How should young adults conduct themselves in police stops? Do they have legal rights? How do they stay alive?

Nearly 800 high school students learned answers to these questions at the “Black Lives Matter Day” on Friday, April 8 at Cass Tech High School in Detroit.

The event began with a panel discussion at Cass Tech on police stops and constitutional rights.

The forum was an informative dialogue between students and legal professionals. Panelists included 36th District Court Judge Kenneth King; Prosecutor Kim Miles; criminal defense attorney Cliff Woodard; Detroit Police Officer Curtis Shell; Black Lives Matter activist Angela Waters Austin; former Detroit Police Commission attorney Aliyah Sabree; and Daniel Rosa, a training specialist for the Michigan Commission on Law Enforcement Standards.

After lunch, 21 MSU Law students taught 33 individual classes to nearly 800 high school students in small workshops. The students discussed constitutional rights, participated in role play scenarios, and analyzed past police stops.

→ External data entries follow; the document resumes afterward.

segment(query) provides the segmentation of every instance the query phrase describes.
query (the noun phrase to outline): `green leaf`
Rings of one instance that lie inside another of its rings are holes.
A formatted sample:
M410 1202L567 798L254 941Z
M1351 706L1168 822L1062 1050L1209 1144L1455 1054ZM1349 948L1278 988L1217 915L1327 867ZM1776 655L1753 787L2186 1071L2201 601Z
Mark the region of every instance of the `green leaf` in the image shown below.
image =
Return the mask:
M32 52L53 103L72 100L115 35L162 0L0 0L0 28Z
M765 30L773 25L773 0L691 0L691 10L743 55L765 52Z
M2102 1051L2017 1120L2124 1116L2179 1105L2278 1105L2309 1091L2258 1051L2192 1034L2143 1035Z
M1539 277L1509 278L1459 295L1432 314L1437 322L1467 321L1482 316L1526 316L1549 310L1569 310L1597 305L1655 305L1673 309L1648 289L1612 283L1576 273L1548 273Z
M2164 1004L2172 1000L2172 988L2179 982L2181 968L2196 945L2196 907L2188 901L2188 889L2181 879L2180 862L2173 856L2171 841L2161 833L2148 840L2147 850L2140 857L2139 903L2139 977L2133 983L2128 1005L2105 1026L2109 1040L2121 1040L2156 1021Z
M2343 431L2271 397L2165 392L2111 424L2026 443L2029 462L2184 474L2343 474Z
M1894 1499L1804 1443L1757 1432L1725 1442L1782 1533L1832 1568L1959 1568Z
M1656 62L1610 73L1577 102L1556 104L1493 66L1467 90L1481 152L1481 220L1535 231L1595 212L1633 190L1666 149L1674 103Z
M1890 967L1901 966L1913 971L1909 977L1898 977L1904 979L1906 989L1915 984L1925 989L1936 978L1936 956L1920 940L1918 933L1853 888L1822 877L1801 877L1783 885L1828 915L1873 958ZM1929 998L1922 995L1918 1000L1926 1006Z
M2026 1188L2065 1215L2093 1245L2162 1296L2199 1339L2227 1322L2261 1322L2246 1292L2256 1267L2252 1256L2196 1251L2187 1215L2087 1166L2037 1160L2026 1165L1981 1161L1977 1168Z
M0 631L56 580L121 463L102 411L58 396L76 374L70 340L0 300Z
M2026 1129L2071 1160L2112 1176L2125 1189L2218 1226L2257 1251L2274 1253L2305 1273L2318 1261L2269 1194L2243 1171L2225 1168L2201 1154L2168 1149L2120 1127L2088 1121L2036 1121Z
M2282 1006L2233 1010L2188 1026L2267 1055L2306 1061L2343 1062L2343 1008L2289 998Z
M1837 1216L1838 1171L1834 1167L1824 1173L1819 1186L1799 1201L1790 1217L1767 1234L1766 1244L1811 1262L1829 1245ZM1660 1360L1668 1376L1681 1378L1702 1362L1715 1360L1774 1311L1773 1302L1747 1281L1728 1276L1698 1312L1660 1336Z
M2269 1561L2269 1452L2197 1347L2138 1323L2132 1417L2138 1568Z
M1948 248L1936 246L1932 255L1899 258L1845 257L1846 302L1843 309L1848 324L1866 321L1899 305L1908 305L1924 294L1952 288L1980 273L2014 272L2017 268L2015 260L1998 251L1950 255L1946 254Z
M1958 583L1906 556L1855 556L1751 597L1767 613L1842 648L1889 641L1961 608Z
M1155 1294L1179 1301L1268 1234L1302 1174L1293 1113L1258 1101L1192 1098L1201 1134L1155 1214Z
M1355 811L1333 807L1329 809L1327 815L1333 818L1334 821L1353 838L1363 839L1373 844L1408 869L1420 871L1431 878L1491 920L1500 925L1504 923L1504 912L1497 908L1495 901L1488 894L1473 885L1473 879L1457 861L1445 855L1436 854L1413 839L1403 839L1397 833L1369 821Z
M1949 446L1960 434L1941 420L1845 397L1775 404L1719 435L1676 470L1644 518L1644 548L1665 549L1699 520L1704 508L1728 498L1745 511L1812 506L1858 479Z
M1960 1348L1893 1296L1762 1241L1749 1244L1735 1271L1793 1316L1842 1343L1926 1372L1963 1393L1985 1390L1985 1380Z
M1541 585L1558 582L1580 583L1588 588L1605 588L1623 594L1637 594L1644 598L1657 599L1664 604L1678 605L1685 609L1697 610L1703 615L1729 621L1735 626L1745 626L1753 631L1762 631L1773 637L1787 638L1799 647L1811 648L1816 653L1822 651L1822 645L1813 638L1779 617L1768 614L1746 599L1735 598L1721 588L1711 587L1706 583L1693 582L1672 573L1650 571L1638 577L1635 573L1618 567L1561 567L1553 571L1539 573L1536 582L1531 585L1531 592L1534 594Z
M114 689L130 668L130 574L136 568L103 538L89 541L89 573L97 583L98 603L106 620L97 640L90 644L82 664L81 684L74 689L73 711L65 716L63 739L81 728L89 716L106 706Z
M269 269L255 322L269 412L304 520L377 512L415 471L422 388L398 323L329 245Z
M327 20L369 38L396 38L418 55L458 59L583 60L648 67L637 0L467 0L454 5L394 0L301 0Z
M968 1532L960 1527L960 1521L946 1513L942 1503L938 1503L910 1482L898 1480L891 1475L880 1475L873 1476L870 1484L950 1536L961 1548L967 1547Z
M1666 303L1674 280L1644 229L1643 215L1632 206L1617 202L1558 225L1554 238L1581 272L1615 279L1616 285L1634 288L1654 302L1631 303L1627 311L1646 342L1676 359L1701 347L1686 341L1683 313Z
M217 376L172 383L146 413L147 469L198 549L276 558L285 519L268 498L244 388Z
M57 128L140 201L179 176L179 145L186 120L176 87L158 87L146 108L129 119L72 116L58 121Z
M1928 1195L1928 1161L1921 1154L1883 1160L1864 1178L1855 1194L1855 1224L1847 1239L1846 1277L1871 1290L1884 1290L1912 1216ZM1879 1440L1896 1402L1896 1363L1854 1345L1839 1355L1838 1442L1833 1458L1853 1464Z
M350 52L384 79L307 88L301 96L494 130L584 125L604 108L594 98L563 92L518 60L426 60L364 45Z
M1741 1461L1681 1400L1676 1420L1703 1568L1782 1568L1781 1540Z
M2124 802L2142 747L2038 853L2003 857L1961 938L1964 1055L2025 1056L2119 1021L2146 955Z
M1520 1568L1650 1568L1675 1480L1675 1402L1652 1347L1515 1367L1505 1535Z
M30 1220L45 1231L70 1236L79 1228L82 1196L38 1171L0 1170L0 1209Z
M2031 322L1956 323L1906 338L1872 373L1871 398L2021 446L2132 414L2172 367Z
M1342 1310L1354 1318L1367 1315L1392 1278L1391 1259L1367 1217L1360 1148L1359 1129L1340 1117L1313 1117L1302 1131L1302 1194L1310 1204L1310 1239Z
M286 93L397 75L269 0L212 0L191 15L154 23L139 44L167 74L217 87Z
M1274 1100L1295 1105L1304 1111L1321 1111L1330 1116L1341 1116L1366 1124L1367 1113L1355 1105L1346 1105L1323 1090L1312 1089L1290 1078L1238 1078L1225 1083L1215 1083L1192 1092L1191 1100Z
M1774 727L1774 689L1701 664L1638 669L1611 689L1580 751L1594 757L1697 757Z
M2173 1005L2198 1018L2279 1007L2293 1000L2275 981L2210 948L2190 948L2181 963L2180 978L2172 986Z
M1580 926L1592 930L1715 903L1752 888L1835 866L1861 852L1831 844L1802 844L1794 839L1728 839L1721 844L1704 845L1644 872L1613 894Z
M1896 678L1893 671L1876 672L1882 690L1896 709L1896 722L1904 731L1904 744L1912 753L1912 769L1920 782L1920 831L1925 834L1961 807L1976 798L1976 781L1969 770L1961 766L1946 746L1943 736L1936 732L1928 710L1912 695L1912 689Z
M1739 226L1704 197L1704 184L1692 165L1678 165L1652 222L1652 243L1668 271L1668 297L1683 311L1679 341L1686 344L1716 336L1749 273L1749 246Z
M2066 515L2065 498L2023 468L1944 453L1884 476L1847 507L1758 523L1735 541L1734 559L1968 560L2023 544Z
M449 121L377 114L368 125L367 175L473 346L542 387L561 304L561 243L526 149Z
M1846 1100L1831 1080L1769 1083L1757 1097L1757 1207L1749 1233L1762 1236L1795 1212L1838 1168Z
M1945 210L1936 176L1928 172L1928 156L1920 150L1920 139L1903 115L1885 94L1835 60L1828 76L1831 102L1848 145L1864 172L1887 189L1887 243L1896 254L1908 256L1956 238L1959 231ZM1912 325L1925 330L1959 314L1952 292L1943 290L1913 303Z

The Cass Tech students shared their experiences with police stops, and some relayed tragic stories of family members killed in confrontations with law enforcement. 

Black Lives Matter Day was a collaborative effort between the MSU First Amendment Law Clinic, MSU Street Law Program, the MSU Law Diversity Services Office, the Cass Tech NAACP Chapter, the Future Project at Cass Tech, the CT Visionary Newspaper Staff, administrators at Cass Tech and the Communications Department of Detroit Public Schools.